Juíza federal mantém ordem de Trump que restringe cidadania por nascimento
Decisão judicial permite que o governo Trump implemente novas restrições à cidadania automática para filhos de estrangeiros e diplomatas.
Pontos principais
- A juíza Deborah Boardman rejeitou um pedido de liminar que buscava barrar a nova ordem executiva do governo.
- A norma restringe a cidadania por nascimento para casos de turismo de nascimento, filhos de diplomatas e de inimigos estrangeiros.
- O decreto inclui planos futuros para limitar o direito em territórios como Porto Rico.
- A medida é uma resposta a uma decisão da Suprema Corte de 2026 que invalidou uma tentativa anterior mais ampla sobre o tema.
- O governo justifica a política como uma medida de segurança nacional contra a exploração do sistema imigratório.
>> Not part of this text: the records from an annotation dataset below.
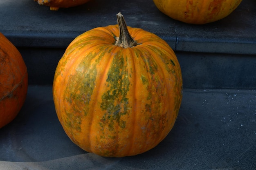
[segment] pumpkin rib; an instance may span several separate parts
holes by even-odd
[[[144,50],[146,50],[148,51],[148,53],[150,53],[150,53],[152,53],[153,52],[152,51],[152,49],[149,49],[149,48],[147,48],[147,49],[145,48],[145,49],[144,49]],[[157,65],[157,74],[158,75],[161,75],[162,76],[162,78],[163,80],[164,81],[164,86],[165,86],[165,88],[166,89],[166,88],[168,88],[168,87],[166,86],[167,84],[168,84],[168,83],[167,83],[167,82],[166,81],[166,76],[165,75],[165,73],[163,71],[163,69],[162,68],[162,64],[164,64],[164,63],[163,63],[162,61],[161,60],[160,60],[160,58],[161,58],[161,57],[158,57],[158,56],[155,56],[155,55],[152,55],[150,57],[152,58],[152,59],[153,60],[154,60],[155,61],[155,63]],[[161,88],[161,89],[162,89],[162,88]],[[166,93],[168,93],[168,96],[169,96],[169,97],[170,97],[170,94],[169,94],[169,93],[167,93],[167,90],[166,90]],[[169,99],[171,99],[171,98],[169,98]],[[166,101],[165,100],[163,100],[163,101],[164,102],[166,102]],[[167,104],[163,104],[164,105],[168,105],[168,108],[166,108],[166,110],[169,110],[169,108],[170,107],[170,106],[171,106],[171,105],[167,105]],[[159,113],[159,114],[163,114],[163,113]],[[160,124],[159,125],[160,125],[160,127],[159,127],[159,129],[161,128],[162,128],[161,126],[162,126],[162,124]],[[161,139],[161,138],[162,138],[162,137],[159,137],[158,138],[158,139]],[[158,142],[159,142],[159,141],[159,141]],[[158,142],[157,142],[157,143],[158,143]]]
[[[135,54],[134,53],[132,52],[132,49],[130,48],[128,48],[127,50],[129,51],[129,53],[130,55],[130,60],[131,60],[131,62],[132,64],[131,64],[131,68],[132,68],[132,73],[133,73],[133,75],[132,75],[133,76],[132,76],[132,77],[131,77],[132,78],[132,80],[131,81],[132,82],[133,82],[133,83],[132,83],[132,85],[133,86],[133,87],[131,88],[133,90],[133,92],[132,93],[132,95],[133,96],[133,98],[132,98],[132,108],[131,114],[130,114],[132,116],[132,117],[131,117],[130,118],[130,119],[133,120],[133,121],[131,122],[131,124],[132,124],[132,126],[134,128],[132,128],[132,130],[130,130],[129,133],[129,134],[130,134],[129,135],[131,135],[130,138],[131,139],[131,141],[135,141],[135,125],[136,124],[136,120],[137,120],[137,114],[136,114],[136,106],[137,104],[137,95],[136,93],[136,91],[135,90],[135,89],[137,89],[137,76],[136,75],[136,73],[137,73],[136,70],[137,69],[136,68],[135,64],[135,59],[134,57]],[[134,145],[133,145],[133,144],[134,144],[134,142],[130,142],[129,143],[130,146],[128,148],[133,148]],[[128,152],[126,155],[132,155],[132,153],[131,153],[132,151],[132,149],[129,149],[128,150]]]
[[[19,83],[18,84],[17,84],[16,85],[16,86],[15,86],[13,88],[12,90],[11,90],[8,93],[7,93],[4,96],[2,97],[2,98],[1,98],[0,99],[0,102],[2,101],[3,99],[4,99],[7,97],[9,96],[10,95],[10,94],[11,94],[11,93],[13,93],[13,92],[14,91],[15,91],[15,90],[16,90],[16,89],[19,86],[20,86],[20,84],[21,84],[21,83],[23,82],[23,80],[24,80],[24,79],[25,78],[25,77],[27,76],[27,71],[26,71],[25,73],[25,74],[21,77],[21,79],[20,80],[20,82],[19,82]]]
[[[111,52],[112,53],[115,53],[115,51],[118,51],[119,50],[119,49],[118,49],[118,47],[115,46],[113,46],[113,48],[111,50]],[[104,57],[108,57],[107,55],[106,55],[106,56],[104,56]],[[103,73],[102,75],[101,76],[101,76],[98,75],[98,74],[97,74],[97,77],[98,77],[97,79],[99,80],[99,82],[98,82],[99,80],[97,81],[97,80],[96,80],[95,81],[97,81],[97,84],[99,84],[99,87],[97,87],[97,89],[105,89],[104,83],[106,83],[106,80],[107,79],[107,78],[108,77],[108,70],[110,67],[110,65],[112,62],[113,58],[114,58],[113,56],[111,56],[111,57],[108,57],[108,62],[107,63],[105,64],[100,64],[100,65],[101,66],[101,67],[104,68],[105,69],[103,71]],[[99,61],[99,63],[101,62],[101,60]],[[104,65],[104,66],[103,65]],[[94,93],[95,92],[94,92]],[[94,103],[92,104],[91,104],[91,103],[90,103],[90,105],[92,105],[92,108],[93,108],[92,110],[90,111],[90,113],[94,113],[94,110],[95,110],[95,108],[97,108],[98,107],[97,105],[97,103],[98,103],[97,101],[101,101],[101,100],[102,100],[102,99],[101,99],[102,96],[100,95],[99,95],[99,94],[101,94],[101,91],[100,90],[97,90],[97,91],[96,91],[96,93],[95,93],[95,94],[93,95],[94,96],[95,96],[94,97],[94,98],[95,97],[96,98],[98,99],[97,100],[95,100]],[[91,130],[92,129],[92,126],[93,124],[94,124],[94,123],[95,122],[95,124],[97,124],[98,122],[97,120],[93,119],[94,117],[95,117],[94,116],[93,116],[94,114],[92,113],[91,114],[91,115],[92,115],[92,118],[91,119],[91,121],[90,121],[90,122],[92,122],[92,123],[91,123],[91,126],[90,126],[90,129],[89,130],[89,132],[92,131]],[[92,136],[91,135],[89,135],[89,139],[88,140],[90,141],[90,143],[95,144],[95,141],[94,141],[94,140],[93,140],[94,139],[95,137],[94,136],[92,137],[91,136]],[[95,148],[92,148],[91,149],[93,152],[98,152],[98,151],[97,150],[97,149],[96,150],[94,150],[95,149]]]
A juíza federal Deborah Boardman, de Maryland, negou um pedido de liminar apresentado por grupos de defesa dos direitos dos imigrantes que buscava suspender a nova ordem executiva do presidente Donald Trump. A medida restringe a concessão de cidadania por nascimento em casos específicos, como o chamado turismo de nascimento, filhos de diplomatas e de indivíduos classificados como inimigos estrangeiros. Além disso, o decreto estabelece diretrizes para limitar o direito em territórios americanos, incluindo Porto Rico. O governo argumenta que a prática atual de garantir cidadania automática a qualquer nascido no país é uma exploração do sistema e representa um risco à segurança nacional. Esta decisão ocorre após a Suprema Corte ter derrubado uma tentativa anterior do governo em 2026, marcando um novo capítulo na disputa jurídica sobre as políticas de imigração da atual gestão.